More women are taking to Buddhism: First woman master
Sindh Today, Apr 19th, 2009
New Delhi, India -- A growing number of women are taking to Buddhism in India like in the West where two-thirds of the practitioners of the faith are women, Jetsunma Tenzin Palmo, the first Tibetan Buddhist woman master, said.
“Many young girls in Himachal Pradesh are opting to study Buddhism and become nuns, shunning the traditional role of housewives. After all, being a housewife means cooking, cleaning, looking after babies and playing a subservient role to men,” Palmo, who was among the first lot of western woman to be ordained as Buddhist nuns, told IANS in an interview.
The rinpoche (master), who was in the capital for a day on her way to her nunnery, Dongyv Gatsal Ling in the Kangra Valley of Himachal Pradesh, said women were better at practising the religion than men because “men often gave up the vows to become laymen”.
“But the women once ordained stick to it,” said the 66-year-old British Buddhist master.
Palmo, a former librarian from London, became a Buddhist at the age of 21 and came to Dalhousie in India to study the faith in 1961. “My mother also became a Buddhist after I became one,” she said.
“I was ordained as a nun in 1964,” she said.
Palmo, who has been through the harshest form of meditation like her male counterparts to become a master, has spent 12 years alone in a cave as part of her retreat in Lahaul in Himachal Pradesh.
“The retreat did not take a toll on me. In fact I felt quite safe in India,” said Palmo, who practised Vajrayana or tantrik Buddhism.
Recalling the story of her journey as a nun, Palmo said she decided to mobilise opinion in the Tibetan Buddhist community in the 1990s after a section of Buddhist lamas, mostly followers of her mentor, requested her to set up a nunnery.
“The first batch of nuns were a group of nine girls from Ladakh,” she recalled.
She said in her nunnery, they conduct 10-year study programmes for women. “After the women graduate, they either become teachers or go for long retreats to meditate and sometime work in nunneries. It spells freedom from the tedium of marrying and bearing children. Moreover, people are always happy to hear a woman’s voice for a change,” she said.
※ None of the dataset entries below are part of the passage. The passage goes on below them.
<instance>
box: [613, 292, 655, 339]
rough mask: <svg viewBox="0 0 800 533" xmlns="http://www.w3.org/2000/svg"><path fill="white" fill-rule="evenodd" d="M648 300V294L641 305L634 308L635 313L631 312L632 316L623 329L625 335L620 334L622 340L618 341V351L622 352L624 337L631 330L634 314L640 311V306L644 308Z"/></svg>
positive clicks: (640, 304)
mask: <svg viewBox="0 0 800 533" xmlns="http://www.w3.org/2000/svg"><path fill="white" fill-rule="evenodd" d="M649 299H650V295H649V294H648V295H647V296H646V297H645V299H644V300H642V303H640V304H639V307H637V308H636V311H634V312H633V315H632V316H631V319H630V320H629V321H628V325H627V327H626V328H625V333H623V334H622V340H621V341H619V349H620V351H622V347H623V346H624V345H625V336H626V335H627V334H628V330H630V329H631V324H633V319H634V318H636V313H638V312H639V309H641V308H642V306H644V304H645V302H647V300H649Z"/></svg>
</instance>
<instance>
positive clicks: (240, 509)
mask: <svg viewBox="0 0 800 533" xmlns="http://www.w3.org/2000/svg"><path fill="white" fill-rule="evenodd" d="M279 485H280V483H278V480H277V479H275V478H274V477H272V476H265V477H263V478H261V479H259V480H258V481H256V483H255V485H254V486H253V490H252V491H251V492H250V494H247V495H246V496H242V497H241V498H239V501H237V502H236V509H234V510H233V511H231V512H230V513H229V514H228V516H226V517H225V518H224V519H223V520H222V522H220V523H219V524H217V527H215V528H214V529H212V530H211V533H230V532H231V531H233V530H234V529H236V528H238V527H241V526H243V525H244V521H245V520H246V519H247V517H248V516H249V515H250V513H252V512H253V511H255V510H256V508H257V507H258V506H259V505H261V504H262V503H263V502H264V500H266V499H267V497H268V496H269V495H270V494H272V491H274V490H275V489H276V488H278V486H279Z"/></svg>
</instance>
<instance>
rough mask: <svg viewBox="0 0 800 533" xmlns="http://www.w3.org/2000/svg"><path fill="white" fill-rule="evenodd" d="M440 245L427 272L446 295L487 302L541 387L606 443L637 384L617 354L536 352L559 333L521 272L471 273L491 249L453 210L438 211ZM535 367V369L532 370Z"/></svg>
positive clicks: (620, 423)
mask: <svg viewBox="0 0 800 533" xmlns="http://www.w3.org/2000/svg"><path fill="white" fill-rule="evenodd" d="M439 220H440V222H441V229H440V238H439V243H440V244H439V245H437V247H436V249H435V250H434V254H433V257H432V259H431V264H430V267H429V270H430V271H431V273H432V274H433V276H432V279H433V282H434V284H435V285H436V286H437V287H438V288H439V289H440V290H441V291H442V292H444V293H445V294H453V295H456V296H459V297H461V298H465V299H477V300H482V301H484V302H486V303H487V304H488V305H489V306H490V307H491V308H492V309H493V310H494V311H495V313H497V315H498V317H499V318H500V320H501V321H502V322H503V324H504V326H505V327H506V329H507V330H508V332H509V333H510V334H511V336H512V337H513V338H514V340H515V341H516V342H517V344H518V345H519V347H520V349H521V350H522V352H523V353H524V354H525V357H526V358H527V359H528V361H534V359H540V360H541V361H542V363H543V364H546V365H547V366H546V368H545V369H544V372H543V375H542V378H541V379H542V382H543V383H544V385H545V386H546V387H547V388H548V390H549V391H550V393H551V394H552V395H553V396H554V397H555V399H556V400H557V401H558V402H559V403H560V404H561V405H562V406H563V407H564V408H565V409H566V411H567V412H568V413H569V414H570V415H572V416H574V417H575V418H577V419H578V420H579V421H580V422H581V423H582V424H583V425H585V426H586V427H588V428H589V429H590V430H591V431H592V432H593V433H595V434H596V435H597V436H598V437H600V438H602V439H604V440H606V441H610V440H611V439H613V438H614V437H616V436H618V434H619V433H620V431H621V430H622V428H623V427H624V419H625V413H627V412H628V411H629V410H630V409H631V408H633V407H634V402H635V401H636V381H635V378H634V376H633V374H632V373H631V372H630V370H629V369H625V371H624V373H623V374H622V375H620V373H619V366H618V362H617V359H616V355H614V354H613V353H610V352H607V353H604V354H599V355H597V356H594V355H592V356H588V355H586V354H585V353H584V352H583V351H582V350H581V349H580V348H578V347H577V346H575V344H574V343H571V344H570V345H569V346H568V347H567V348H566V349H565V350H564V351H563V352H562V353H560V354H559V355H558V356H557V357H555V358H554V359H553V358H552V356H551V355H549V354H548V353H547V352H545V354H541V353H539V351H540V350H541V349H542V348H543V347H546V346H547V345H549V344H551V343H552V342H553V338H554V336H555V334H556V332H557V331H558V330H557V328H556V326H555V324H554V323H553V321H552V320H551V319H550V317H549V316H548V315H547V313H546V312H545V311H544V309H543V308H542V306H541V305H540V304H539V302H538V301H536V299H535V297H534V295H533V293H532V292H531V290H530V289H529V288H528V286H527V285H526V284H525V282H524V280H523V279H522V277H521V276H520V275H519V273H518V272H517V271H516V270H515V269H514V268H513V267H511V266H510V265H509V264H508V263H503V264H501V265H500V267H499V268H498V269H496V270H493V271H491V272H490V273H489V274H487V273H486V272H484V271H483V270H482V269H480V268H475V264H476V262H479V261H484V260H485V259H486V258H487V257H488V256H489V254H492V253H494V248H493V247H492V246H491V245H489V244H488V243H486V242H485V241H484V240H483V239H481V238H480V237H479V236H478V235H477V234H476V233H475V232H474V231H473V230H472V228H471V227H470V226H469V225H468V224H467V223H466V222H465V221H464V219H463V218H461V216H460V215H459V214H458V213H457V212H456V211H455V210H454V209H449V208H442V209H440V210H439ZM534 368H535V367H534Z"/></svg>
Palmo has travelled across the world to discourse on Buddhism to women, help revive the order of Tibetan Buddhists nuns and inculcate the faith in them.
“Given an opportunity, women can do better than their male counterparts in Buddhism,” she said.
“Women lost their pre-eminence in Tibetan Buddhism around 12-13th century. Several women masters or Buddhist yoginis were known to have meditated in the caves in the early years of the growth of Vajrayana Buddhism in Tibet in the 11th century, but once the faith became monastic and academic, women lost their place. In the monastic order, they were were seen as a threat to men and projected as inferior beings.
“The men sat on the thrones, cornered the texts and told the women that the nuns were second rung. So you have very few books on Buddhist nuns compared to that of men,” Palmo said.
But women, she explained, had the power to practise tantrik Buddhism like any man.
“We all have the potential to become Buddha at heart, even women. Vajrayana or tantrik Buddhism is a way of purifying our mind, body and speech through sacred chants and mudras (finger movements) and aligning it with those of Buddha. The Buddha nature is neither male or female. Anyone can acquire the luminous emptiness of mind,” she said.